Thursday, June 9, 2011

Muscles


As promised, I did in fact prepare a simple dish with mussels, after buying a 2 lb. bag and using only half of them in my paella.
But not before, well, a lot of them kicked the bucket.
And man,

These guys stink.
They made my refrigerator stink.

They made everything in my refrigerator stink.

That stank could turn milk into yogurt.

Imagine if a moribund sea creature just washed up into your crisper.

They made my ice cream smell like the ocean's rotting armpit.
















Appetized?
















But the several live ones really were still really fresh and good.
I just had to separate them out and scrub their shells really hard without hurling.
Damn you, land-locked state!

Just playing, Bluegrass. Y'all know I could never call anywhere else home.
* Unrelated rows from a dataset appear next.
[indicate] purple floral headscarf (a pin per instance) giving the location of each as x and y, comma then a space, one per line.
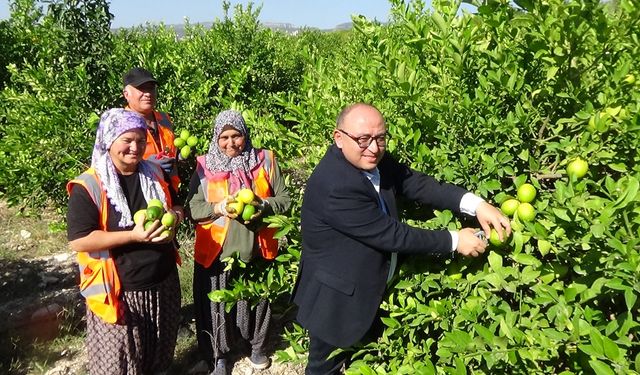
113, 123
239, 167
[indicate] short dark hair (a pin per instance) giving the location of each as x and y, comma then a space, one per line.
346, 110
138, 76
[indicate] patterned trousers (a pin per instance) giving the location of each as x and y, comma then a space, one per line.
144, 340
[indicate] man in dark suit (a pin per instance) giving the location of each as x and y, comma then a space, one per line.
351, 234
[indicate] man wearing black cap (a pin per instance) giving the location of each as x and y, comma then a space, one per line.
140, 92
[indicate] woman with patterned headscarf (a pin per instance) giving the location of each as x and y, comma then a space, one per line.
232, 164
128, 274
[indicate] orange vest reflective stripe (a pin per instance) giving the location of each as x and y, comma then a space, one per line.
165, 133
166, 136
210, 236
99, 280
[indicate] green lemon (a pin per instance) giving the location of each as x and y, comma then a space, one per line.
248, 211
140, 216
577, 168
509, 206
185, 151
192, 140
168, 219
245, 196
630, 79
185, 134
494, 238
544, 246
237, 207
179, 142
526, 193
148, 225
154, 213
155, 203
526, 212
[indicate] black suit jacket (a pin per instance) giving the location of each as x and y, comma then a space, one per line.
347, 240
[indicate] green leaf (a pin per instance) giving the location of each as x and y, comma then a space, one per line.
601, 368
390, 322
611, 350
526, 259
630, 298
495, 261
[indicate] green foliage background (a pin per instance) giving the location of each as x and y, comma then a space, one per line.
488, 101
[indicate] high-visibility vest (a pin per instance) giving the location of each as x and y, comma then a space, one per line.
166, 136
99, 280
210, 236
165, 133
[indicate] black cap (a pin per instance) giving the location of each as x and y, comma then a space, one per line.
137, 76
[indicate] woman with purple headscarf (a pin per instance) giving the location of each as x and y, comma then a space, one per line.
128, 274
232, 164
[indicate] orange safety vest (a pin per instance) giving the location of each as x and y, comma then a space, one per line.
210, 236
166, 135
99, 280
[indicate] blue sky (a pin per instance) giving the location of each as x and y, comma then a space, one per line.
314, 13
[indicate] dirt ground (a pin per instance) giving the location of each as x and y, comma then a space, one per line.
41, 311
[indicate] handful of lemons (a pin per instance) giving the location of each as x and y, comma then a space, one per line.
155, 211
184, 143
244, 204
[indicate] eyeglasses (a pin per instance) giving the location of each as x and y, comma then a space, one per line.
365, 141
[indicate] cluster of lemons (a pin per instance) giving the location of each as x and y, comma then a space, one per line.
242, 204
155, 211
521, 207
185, 142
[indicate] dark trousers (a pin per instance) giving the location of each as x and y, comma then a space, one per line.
319, 362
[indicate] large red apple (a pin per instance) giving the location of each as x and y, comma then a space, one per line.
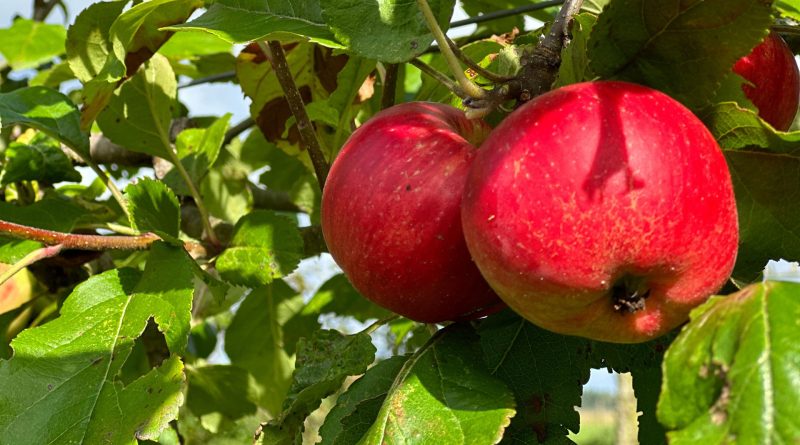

Beginning and end of story, I made mussels and spaghetti with a white wine and butter sauce.
And it was good.

What an enticing aroma after your nose has been accustomed to death.

Nothing has ever tasted better.

Best enjoyed with some crusty french bread, curled up watching seasons of Arrested Development. Life's such a treat.

1 comment:

  1. I cant even begin to imagine how it would smell like, but the "ocean's rotting armpit" sure sounds nasty. Glad that it still turned out great!It looks delicious.